What was: The building is the second of the original hotel and was the center of social culture during the booming business days of the Delta. Advertised as the “most modern hotel in Mississippi” it was considered one of the premier hotels of the South.

Built with four stories and a glass dome on the second floor “which allowed natural light to filter through to the lobby on the first floor, where a restaurant and several other businesses were housed.  The building’s eleven storefront bays were where prominent Clarksdale businesses operated.

The Alcazar Hotel and Coffee Shop were all white restaurant and hotel (which is ironic as you will see later in the story). After the Civil Rights Act of 1964 was passed, the employees of the Alcazar Hotel and the Alcazar Coffee Shop were instructed to “refuse service to Negroes.” According to the US District Court ruling filed in November 1965, Reverend George W. Trotter III of Memphis, a black man, attempted to obtain a room at the hotel on July 6, 1964, and Mrs. Vera Mae Pigee of Clarksdale, a black woman, attempted to obtain service at the coffee shop; both were refused because of their race.

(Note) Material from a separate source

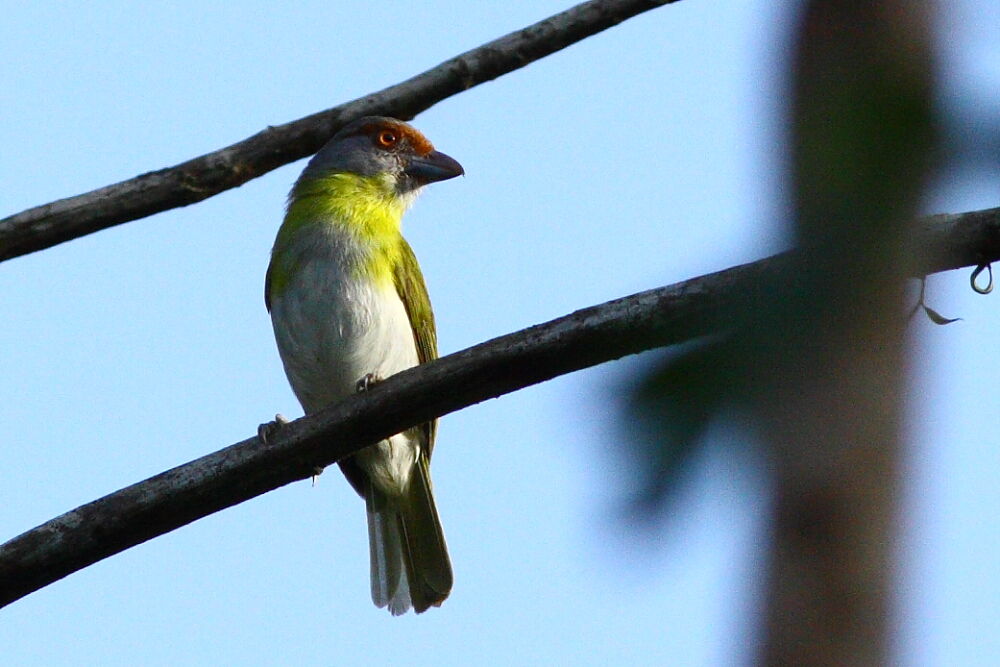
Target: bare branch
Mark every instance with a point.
(663, 316)
(192, 181)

The next day, the owners closed the hotel and coffee shop to avoid serving black customers. A few weeks later on July 27, the Regency Club was founded as a whites only private club, working in conjunction with Clarksdale King Anderson for use of the hotel, coffee shop, and staff. In December 1965, the court ruled against the discriminatory practices, barring the hotel from operating in cahoots with the club.

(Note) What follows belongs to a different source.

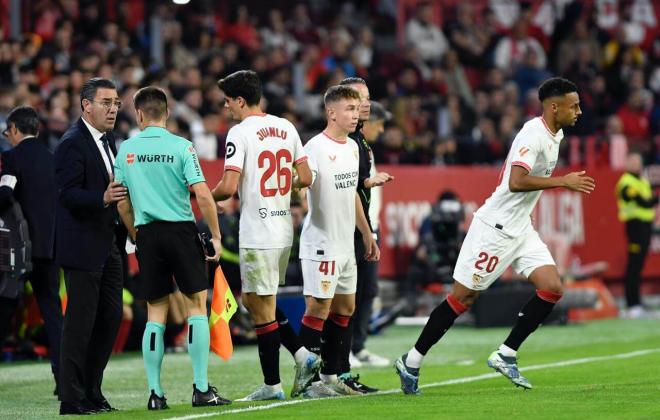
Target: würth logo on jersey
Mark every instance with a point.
(271, 132)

WROX was Clarksdale’s first radio station going on the air in June 1944.  WROX broadcast from the Alcazar Hotel for nearly 40 years.  Ike Turner operated the elevator in the hotel as a pre-teen and would go on to be a DJ at the radio station.

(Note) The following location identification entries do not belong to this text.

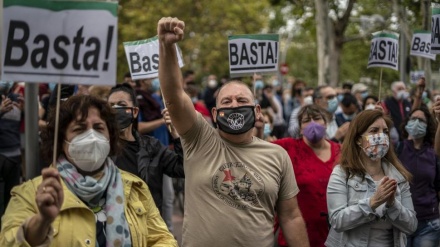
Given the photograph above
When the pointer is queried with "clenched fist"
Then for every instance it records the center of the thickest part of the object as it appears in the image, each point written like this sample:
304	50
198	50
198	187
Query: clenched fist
170	30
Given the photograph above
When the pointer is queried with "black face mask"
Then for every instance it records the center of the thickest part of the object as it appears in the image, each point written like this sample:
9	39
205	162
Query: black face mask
124	116
236	120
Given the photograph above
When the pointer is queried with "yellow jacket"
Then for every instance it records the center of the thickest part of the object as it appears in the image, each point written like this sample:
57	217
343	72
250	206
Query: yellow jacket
75	225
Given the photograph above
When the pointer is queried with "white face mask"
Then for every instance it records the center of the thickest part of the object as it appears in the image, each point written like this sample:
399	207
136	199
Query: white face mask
308	100
212	83
370	107
88	150
402	94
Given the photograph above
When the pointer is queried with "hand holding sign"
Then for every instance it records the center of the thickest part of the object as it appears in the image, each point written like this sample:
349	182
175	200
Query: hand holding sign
170	30
420	87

Early Wright, an auto mechanic by trade, came to the station in 1945 as the manager of the Four Star Quartet, a gospel group that had a 15-minute Sunday morning program. Management was so impressed by Early that he was hired and became the first black disc jockey in the state of Mississippi, breaking the color line in radio in Mississippi.  Early Wright developed a dual on-air persona as “The Soul Man” when he played blues and R&B records and “Brother Early Wright” when he switched back to gospel. Early was known to have one of the longest running radio shows in America from 1947-1998.  Musicians like Elvis Presley, Muddy Waters, Ike & Tina Turner, and B.B. King performed live at WROX and were interviewed by Early Wright

 

Early Wright holding the WROX sign in the Alcazar Hotel. Photo by Panny Flautt Mayfield.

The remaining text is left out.